In mifek/bancommender: Recommendation system

## Load package on setup
devtools::load_all()
## Load used packages
library(magrittr)
library(knitr)
library(plotly)

## Path to locally stored csv. files
dataset_filepath <- "~/CloudStation/Projekte/r_projects/GoIT/retailrocket-recommender-system-dataset/"

## Convinience functions
fn <- function(x) prettyNum(x, big.mark = ",", decimal.mark = ".")

## data.fram convinience functions
preview_no <- 8
caption_no <- 0
caption_text <- function(str) {
  caption_no <<- caption_no + 1
  paste0("Table ", caption_no, ". ", str)
}

The data

Preperation

ds <- load_retailrocket_data(dataset_filepath)
properties <- ds$properties
category <- ds$category
events <- ds$events

Dataset loaded from Kaggle/retailrocket challange. Downloaded locally and loaded via load_retailrocket_data(filepath)command. The returned list object holds three data.framesnamely r names(ds). The following sections describe those datatables in greater detail.

rm(ds)
events[, timestamp := as.POSIXct(timestamp/1000, origin = '1970-01-01')]
properties[, timestamp := as.POSIXct(timestamp/1000, origin = '1970-01-01')]

Properties

head(properties, n = preview_no) %>% 
  kable(caption = caption_text(paste("Showing", nrow(.), "rows out of", nrow(properties) %>% fn, "from the properties datatable")))

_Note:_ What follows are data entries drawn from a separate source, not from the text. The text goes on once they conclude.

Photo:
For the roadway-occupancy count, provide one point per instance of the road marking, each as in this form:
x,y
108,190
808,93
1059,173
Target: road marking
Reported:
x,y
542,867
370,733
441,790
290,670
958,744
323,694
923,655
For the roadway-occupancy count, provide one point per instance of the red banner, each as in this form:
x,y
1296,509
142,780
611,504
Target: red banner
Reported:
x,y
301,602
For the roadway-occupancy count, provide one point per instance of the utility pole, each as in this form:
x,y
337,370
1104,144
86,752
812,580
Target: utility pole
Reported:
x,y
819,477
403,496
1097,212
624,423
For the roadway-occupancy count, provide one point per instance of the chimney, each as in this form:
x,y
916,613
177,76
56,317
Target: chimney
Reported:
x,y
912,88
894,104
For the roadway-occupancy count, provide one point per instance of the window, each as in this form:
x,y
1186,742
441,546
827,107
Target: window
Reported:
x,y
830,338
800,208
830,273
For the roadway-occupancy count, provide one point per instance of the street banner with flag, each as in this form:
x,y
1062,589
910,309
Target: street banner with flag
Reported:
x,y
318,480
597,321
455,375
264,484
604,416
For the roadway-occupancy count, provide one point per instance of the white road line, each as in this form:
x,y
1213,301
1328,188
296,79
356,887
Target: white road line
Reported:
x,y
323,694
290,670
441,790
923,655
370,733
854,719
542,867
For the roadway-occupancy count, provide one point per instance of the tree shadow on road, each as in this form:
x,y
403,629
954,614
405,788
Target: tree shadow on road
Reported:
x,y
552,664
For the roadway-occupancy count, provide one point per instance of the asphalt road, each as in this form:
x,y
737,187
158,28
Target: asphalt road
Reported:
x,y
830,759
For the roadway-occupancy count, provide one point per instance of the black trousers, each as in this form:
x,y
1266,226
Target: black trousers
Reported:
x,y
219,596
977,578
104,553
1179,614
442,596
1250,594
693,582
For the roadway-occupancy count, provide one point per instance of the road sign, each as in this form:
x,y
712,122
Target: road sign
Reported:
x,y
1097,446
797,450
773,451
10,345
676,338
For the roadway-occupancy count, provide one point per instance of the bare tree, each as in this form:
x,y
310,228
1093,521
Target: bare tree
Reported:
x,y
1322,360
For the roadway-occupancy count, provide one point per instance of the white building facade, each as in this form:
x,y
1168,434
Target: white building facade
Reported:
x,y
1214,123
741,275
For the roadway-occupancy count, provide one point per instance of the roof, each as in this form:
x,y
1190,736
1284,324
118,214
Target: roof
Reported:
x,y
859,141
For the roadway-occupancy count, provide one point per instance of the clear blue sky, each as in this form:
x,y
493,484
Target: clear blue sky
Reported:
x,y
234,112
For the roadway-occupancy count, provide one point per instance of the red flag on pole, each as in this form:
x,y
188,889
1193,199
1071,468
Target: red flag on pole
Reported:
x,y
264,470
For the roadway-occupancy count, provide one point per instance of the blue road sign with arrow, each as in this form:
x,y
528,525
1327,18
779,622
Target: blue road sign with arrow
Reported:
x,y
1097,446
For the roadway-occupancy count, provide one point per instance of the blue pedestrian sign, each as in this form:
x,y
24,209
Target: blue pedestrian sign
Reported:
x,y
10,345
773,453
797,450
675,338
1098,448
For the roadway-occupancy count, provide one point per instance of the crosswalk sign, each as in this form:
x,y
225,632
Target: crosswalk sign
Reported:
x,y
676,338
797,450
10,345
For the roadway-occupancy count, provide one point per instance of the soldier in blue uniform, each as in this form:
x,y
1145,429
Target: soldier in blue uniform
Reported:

The properties datatable assignes r properties[, length(unique(property))] %>% fn different properties to the r properties[, length(unique(itemid))] %>% fn unique items over time. All properties are hashed except of the following:

categoryid: Category of item. Categories are arranged in a hierachial structure. See Category section.
available: Number of available item in store.

The rest of the categories are useless, so lets drop them.

properties <- properties[property %chin% c("categoryid", "available")]
properties[, value := as.numeric(value)]

Category

head(category, n = preview_no) %>% 
  kable(caption = caption_text(paste("Showing", nrow(.), "rows out of", nrow(category) %>% fn, "from the category datatable")), align = c("c", "c"))

The category datatable holds hierachial category information in a flat table format mapping item-categories to parent categories over multiple levels.
Following checks are performed:

## Check if each categiory has a unique parent relation
category[, .N, by = .(categoryid)][, max(N)] == 1

## Count the number of top-level categories
category[is.na(parentid), .N]

## Count the number of lowest-level categories
category[!category, .N, on = c("categoryid" = "parentid")]

To investigate in the category hierachy we transform the category datatable to a tree structure.

cat_tree <- category[, .(categoryid, parentid = ifelse(is.na(parentid), -1, parentid))] %>% 
  data.tree::FromDataFrameNetwork() %>% 
  data.tree::ToDataFrameTable("pathString", "name") %>% 
  as.data.table %>% 
  .[, categoryPath := stringr::str_replace(pathString, "^-1/", "")] %>% 
  .[, ultimate_category := as.integer(stringr::str_extract(categoryPath, "^\\d+"))] %>% 
  .[, depth := stringr::str_count(pathString, "/")] %>% 
  .[, categoryid := as.integer(name)] %>% 
  .[, .(categoryid, ultimate_category, depth, categoryPath)]

## Maximum depth of catergory tree
(max_depth <- cat_tree[, max(depth)])

## Size of category groups
print(cat_tree[, .N, by = ultimate_category][order(-N)])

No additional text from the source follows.